The invention according to claim 3 is the invention according to claim 2 , wherein the connection portion between the stay vane and the valve outer peripheral surface is formed by a ring having a spherical shape with a convex vertical cross section, and the stay vane side is the inner surface. Each of the stay vanes is integrally fixed to a ring having a spherical shape having a concave vertical section.

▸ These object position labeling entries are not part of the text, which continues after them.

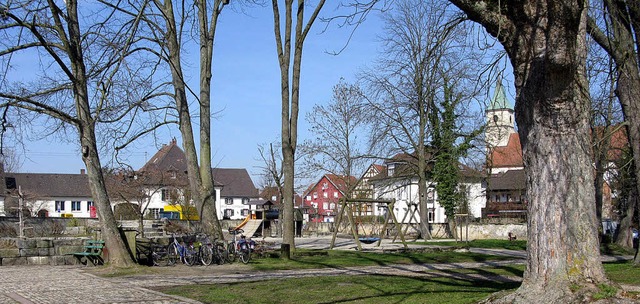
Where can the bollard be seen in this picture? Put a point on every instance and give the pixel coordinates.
(285, 251)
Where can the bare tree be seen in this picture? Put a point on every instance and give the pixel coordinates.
(169, 23)
(272, 175)
(290, 44)
(340, 129)
(615, 29)
(546, 44)
(84, 63)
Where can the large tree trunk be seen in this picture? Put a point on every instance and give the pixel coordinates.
(208, 212)
(546, 44)
(290, 100)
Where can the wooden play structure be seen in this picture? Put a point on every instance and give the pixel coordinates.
(355, 210)
(412, 222)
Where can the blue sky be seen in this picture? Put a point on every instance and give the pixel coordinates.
(246, 91)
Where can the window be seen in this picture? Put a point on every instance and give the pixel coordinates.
(165, 194)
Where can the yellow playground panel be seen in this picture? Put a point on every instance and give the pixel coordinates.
(186, 212)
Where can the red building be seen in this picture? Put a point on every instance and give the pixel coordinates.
(323, 197)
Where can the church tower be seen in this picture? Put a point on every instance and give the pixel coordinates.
(500, 119)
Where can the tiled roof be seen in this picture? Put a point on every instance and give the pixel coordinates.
(169, 158)
(509, 180)
(235, 182)
(44, 185)
(342, 182)
(509, 155)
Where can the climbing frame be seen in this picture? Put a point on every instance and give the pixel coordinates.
(346, 206)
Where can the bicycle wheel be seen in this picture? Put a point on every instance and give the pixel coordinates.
(221, 254)
(206, 255)
(172, 254)
(245, 256)
(156, 255)
(189, 255)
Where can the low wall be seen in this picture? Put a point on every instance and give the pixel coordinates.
(495, 231)
(475, 230)
(39, 251)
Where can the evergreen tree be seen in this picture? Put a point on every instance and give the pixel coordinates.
(449, 146)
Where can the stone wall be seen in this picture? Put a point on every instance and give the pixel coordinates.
(475, 230)
(39, 251)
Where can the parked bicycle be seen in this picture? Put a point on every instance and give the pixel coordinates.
(184, 252)
(203, 249)
(159, 253)
(240, 249)
(220, 253)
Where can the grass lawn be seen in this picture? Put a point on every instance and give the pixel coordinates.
(348, 289)
(309, 259)
(377, 288)
(498, 244)
(450, 286)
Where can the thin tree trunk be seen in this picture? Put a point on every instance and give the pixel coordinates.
(118, 255)
(621, 47)
(207, 209)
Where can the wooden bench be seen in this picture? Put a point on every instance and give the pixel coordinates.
(92, 252)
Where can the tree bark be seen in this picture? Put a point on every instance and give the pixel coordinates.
(207, 208)
(290, 99)
(546, 44)
(118, 254)
(198, 172)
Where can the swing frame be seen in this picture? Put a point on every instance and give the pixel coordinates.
(345, 202)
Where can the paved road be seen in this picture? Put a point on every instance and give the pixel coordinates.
(73, 284)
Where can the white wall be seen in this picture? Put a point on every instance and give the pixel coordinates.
(405, 193)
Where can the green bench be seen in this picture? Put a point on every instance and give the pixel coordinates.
(92, 252)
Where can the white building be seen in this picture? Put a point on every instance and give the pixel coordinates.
(390, 184)
(160, 184)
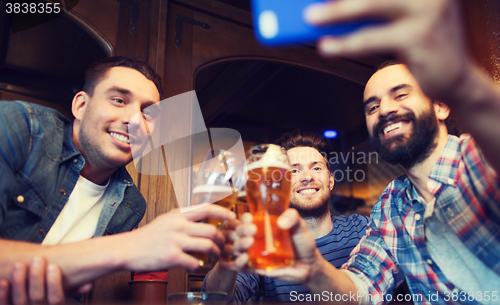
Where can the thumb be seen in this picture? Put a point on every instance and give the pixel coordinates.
(303, 242)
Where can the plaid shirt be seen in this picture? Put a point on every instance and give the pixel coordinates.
(467, 192)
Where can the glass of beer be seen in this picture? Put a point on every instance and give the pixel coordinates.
(268, 195)
(218, 180)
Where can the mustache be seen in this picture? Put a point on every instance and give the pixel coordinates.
(410, 116)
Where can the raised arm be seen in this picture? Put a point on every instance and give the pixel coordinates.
(428, 36)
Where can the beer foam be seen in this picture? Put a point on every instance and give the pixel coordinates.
(212, 189)
(261, 164)
(271, 158)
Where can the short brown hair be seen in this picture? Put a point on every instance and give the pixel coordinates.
(450, 122)
(97, 71)
(300, 138)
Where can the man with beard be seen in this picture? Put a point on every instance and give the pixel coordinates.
(67, 201)
(438, 226)
(335, 236)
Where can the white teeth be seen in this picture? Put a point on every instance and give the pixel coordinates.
(120, 137)
(392, 127)
(307, 191)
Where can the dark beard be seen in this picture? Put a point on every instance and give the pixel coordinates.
(418, 146)
(316, 212)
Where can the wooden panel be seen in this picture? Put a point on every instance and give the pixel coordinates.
(102, 14)
(113, 288)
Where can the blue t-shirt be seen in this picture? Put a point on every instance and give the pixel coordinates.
(335, 248)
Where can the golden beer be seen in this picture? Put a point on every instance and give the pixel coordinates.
(268, 194)
(206, 194)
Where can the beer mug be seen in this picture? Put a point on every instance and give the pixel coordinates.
(268, 195)
(218, 180)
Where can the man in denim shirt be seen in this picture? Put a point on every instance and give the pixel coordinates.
(64, 184)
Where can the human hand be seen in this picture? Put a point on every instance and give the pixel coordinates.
(426, 35)
(235, 258)
(36, 283)
(164, 242)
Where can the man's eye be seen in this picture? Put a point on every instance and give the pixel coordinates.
(401, 96)
(149, 114)
(371, 109)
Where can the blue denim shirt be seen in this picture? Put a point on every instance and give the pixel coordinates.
(39, 167)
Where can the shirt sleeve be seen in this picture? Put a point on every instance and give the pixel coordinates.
(15, 141)
(246, 286)
(371, 262)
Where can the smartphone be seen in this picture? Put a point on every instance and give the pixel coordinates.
(281, 22)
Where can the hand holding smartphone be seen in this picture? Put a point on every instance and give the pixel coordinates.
(281, 22)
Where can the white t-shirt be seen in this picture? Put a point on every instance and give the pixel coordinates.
(78, 219)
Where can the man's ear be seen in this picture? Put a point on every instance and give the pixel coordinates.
(78, 105)
(442, 110)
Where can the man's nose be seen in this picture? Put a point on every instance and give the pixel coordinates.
(387, 106)
(305, 176)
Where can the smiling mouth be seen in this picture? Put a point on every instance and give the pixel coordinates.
(392, 127)
(120, 137)
(308, 191)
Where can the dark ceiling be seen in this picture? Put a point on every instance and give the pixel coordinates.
(263, 99)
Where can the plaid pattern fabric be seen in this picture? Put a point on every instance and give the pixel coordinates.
(467, 192)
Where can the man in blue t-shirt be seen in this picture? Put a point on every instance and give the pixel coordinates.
(336, 236)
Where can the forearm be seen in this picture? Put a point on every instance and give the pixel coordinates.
(325, 277)
(80, 262)
(221, 279)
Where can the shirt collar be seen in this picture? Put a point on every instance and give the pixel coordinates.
(446, 168)
(443, 172)
(69, 150)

Thus, since each stay vane is integrally fixed to the ring whose inner surface has a concave spherical shape, the load by the valve can be dispersed efficiently and can act as a strength member.

The invention according to claim 4 is the invention according to claim 2 or 3 , wherein the vertical length of the ring-shaped spherical portion on the valve side is longer than the vertical length of the spherical seat on the stay vane side or the ring on the stay vane side. It is formed. Even if the position is changed in adjusting the misalignment of the valve, the spherical ring part on the valve side will be outside the upper and lower ends of the ring part on the stay vane side. Is possible. Therefore, a reliable adhesion can be ensured.

The invention according to claim 5 is the invention according to any one of claims 2 to 4 , wherein the center of the spherical surface formed at the connecting portion between the stay vane and the valve outer peripheral portion is located on the rotation center of the valve turbine. It is characterized by that. Therefore, the spherical contact portion is not displaced due to the movement of the valve turbine during the misalignment adjustment, and the fixing and positioning after the adjustment can be reliably performed.

The invention according to claim 6 is the invention according to any one of claims 1 to 5 , wherein the stay vane has a hollow structure, and the hollow structure of at least one of the stay vanes allows a person to enter and exit the valve from the outside. It has a space and is configured to serve as a communication passage. Thus, by making the stay vane into a hollow structure, the fastening member of the connecting portion between the stay vane and the base hardware can be attached and detached in a hollow space without coming out of the water surface, so that the work is easy and safe. .

The invention according to claim 7 is the invention according to any one of claims 1 to 6 , wherein the valve is configured by an upper valve incorporating a generator and a lower valve to which a stay vane is attached. The valve is detachably connected.

  Therefore, when disassembling / assembling in an overhaul or the like, it is possible to adjust misalignment with a single connection portion with the stay vane, and it is not necessary to adjust misalignment in the entire valve turbine. Therefore, workability is improved and the misalignment can be adjusted with high accuracy. In addition, since the connecting portion to be separated is provided with a support portion for a thrust bearing that supports the rotating body, it is possible to reliably adjust the misalignment of the entire valve turbine only by adjusting the misalignment at this portion. .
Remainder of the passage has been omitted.